Using ESP Thread Border Router in HA as main preferred network

This is not that hard and complicated, but I guess it’s a bit of uncanny valley of being relatively unexperienced while having relatively specific hardware.

I wanted to use ESP Thread Border Router as the “main” preferred network Thread Router network, using ethernet so the thread network is resilient on HA or Wifi failures. I also didn’t want any vendor-specific device like Apple’s or Google’s.

So the way how to do it:

  1. get the ESP Thread Border Router, potentially with Ethernet shield (optional, I think it’s worth it though)
  2. go to Releases · espressif/esp-thread-br · GitHub and get the latest release. It’s a little bit involved, you do have to compile stuff and so on, but you don’t really need to understand any of it and just follow the linked documentation from the release page. In short you need to build esp.idf and use the thread border router example from a second repo (it’s called examples, but it’s actually what you wanna use). This docs also helped a bit. The USB-C port to use is the one labeled “USB2” (but seems that both work?). It takes quite some time to clone and build everything (and is a bit confusing that you build stuff for esp32 h2 first, but do not flash it, it gets flashed afterwards when you are flashing the main part: ESP32-C3.) You don’t need to really setup thread details via that menuconfig, that can be done later (if I understand correctly). This guide shows that the last command is idf.py -p flash monitor which is nonsense, you need a parameter afterwards. On my mac, the last command was idf.py -p /dev/cu.usbmodem2101 flash monitor. However, you can drop that monitor in case you just want to flash the thing, this can be later brought in via idf.py -p /dev/cu.usbmodem2101 monitor. It will spit out logs and gets you into a console, chances are high that you don’t need this for anything. To quit this console press CTRL+], a bit of a gotcha. Note that to changing wifi name and creds you need idf.py -p /dev/cu.usbmodem2101 erase-flash flash monitor.
  3. Once you connect it to the network, you should be able to get it up and running. I really just followed the guide above - the ethernet version, connected it to my router via ethernet cable and then I was able to access it under the mDNS http://esp-ot-br.local/index.html (note the index.html, it’s mandatory) or also via local IP like 192.168.0.33/index.html.
  4. In that web gui there is a settings that you can “Form” a new network on http://esp-ot-br.local/index.html#Form. You should change the default settings. I generated new PAN ID and Extended ID using echo "PANID: 0x$(printf '%04X' $((1 + RANDOM % 65534)))" && echo "Extended PANID: $(od -An -N8 -tx1 /dev/urandom | tr -d ' ' | tr '[:lower:]' '[:upper:]')", changed the channel from default 15 to 25 so it can sit next to existing zigbee on 26 with as little overlap with wifi, used a different Passphrase/Commissioner Credential (just any string) and also generated random 32 long hex string (there are online generators) to use as a Network Key.
  5. That should be enough, once you click on Form Network, it should create it. Note that if you refresh the page, it will be gone, the web gui is abyssmal, i.e. it doesn’t work for me, showing “unknown” name etc… So don’t get surprised it doesn’t “save”.
  6. Then in HA enable Open Thread Border Router and in the configuration put in the IP address of your newly created device from the above, like http://192.168.0.33. Then add a Thread integration. Your border router should show up there as “Other Networks”. Click on three dots and let it be “Make a preferred network”. That should be it, this should now be the main network. AFAIK you don’t need an android or apple device or companion app, this should be enough. Do not try to use the border router to add it into a HA created thread network - that would wipe the settings from the Open Router.

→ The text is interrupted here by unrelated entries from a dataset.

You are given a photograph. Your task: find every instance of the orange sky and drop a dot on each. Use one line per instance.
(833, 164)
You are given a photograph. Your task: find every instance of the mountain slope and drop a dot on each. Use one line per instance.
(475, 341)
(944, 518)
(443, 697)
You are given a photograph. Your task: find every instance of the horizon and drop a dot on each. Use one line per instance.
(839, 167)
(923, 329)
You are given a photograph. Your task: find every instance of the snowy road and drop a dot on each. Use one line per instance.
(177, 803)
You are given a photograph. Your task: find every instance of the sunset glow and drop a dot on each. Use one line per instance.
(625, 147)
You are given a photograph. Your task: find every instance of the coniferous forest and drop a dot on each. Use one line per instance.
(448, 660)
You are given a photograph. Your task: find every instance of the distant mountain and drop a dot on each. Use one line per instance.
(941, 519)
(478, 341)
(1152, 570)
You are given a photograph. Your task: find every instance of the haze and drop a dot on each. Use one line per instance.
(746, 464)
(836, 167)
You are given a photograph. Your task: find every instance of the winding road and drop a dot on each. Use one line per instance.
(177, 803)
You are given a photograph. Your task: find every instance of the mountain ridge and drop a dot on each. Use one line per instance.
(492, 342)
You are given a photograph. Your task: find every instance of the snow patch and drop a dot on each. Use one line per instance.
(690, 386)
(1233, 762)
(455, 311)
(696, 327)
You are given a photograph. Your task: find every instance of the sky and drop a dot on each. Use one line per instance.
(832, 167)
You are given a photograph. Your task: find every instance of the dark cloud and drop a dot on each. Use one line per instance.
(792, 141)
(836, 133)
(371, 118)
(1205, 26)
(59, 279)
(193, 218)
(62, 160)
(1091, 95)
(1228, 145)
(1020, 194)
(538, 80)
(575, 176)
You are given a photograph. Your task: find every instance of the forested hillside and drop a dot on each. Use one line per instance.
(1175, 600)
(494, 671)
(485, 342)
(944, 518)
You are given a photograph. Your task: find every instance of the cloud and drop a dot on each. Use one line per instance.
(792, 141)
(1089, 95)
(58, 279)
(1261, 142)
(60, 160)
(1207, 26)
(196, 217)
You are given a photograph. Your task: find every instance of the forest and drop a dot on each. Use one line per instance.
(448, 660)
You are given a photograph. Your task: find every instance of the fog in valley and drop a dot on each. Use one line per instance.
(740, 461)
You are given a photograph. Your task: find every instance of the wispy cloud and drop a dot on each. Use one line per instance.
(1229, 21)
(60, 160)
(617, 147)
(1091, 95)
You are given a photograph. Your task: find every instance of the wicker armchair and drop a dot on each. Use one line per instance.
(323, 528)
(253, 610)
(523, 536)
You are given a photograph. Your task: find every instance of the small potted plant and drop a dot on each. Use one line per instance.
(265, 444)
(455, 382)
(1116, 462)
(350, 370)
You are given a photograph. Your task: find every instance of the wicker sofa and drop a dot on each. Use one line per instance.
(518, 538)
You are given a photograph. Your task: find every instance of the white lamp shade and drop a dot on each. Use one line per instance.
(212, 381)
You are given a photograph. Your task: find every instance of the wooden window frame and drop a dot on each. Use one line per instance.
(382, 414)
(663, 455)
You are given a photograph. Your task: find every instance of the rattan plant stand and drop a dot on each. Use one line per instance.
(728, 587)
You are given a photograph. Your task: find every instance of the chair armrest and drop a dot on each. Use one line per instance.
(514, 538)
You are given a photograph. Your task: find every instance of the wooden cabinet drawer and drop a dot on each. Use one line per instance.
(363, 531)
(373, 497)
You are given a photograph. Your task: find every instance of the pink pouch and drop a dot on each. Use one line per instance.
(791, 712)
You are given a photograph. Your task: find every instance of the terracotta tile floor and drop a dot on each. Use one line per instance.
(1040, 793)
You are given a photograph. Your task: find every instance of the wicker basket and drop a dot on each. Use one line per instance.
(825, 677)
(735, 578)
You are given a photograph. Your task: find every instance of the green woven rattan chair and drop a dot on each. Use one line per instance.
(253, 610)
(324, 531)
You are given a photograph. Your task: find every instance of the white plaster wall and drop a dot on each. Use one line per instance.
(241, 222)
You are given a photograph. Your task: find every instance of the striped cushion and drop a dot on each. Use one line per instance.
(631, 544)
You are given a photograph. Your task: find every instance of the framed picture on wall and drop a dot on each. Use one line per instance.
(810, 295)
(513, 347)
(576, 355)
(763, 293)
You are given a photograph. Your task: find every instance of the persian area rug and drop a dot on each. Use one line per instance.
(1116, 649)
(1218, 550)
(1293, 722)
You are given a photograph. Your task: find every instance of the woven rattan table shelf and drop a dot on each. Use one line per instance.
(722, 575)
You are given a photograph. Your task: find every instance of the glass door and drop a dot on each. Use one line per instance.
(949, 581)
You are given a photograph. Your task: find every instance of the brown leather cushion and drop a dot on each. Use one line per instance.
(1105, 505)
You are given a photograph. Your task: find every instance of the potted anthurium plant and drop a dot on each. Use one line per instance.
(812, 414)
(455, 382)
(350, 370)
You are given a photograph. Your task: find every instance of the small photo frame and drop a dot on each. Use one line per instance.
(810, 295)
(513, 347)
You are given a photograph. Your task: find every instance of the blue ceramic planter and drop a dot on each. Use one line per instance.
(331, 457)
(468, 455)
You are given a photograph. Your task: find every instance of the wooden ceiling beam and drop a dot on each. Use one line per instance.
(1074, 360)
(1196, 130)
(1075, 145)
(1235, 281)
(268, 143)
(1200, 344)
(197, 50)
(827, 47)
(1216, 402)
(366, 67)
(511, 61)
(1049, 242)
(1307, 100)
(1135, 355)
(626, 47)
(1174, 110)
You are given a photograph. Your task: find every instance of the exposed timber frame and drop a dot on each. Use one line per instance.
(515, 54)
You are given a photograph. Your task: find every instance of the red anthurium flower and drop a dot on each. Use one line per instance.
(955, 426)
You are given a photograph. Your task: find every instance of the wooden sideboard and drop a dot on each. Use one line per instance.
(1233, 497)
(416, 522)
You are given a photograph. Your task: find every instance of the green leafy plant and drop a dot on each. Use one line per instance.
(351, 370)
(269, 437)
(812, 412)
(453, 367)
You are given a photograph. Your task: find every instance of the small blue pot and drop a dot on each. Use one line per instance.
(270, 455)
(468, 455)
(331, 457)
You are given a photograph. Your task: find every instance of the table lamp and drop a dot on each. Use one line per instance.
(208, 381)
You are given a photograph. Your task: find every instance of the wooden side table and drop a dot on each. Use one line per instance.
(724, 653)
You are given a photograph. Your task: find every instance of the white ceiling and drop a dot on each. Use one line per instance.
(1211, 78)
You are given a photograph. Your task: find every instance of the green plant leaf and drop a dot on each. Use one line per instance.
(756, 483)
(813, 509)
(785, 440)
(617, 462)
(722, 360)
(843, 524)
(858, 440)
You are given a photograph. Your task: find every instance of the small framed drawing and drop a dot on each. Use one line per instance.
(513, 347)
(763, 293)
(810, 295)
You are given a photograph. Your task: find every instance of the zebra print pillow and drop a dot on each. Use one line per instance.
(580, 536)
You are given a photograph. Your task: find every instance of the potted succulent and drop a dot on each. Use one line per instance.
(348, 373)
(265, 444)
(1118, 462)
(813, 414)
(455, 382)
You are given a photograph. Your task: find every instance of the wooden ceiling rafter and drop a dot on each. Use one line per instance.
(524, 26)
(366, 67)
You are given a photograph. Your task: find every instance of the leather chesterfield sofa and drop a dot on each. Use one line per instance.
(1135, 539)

If you sucedeed, you should see something like this:

3 Likes

Hey! What is your way of running HA?
I am running from a container (podman compose), and also own an ESP Thread Border Router. My Thread client device (running ESPHome) gets an IPv6 address, which I can ping from my machine, as well as the border router itself, so I presume the firmware side of configuration is correct. I am also able to add the OTBR and Thread integrations, and I can see my Thread network with all the details, much like your screenshot. The weird part, HA says I have no border router on the thread network, despite the fact that my BR says on it’s interface it’s the leader of the thread network. HA shows a reset button, all it does is changes the thread network hosted by the border router, but still shows up as “no border router”. Do you have any idea what my issue could be?
Also FYI, clicking on the blue “status” in thread network status section of the page, after a few seconds it fetches the details and you’re able to see the values.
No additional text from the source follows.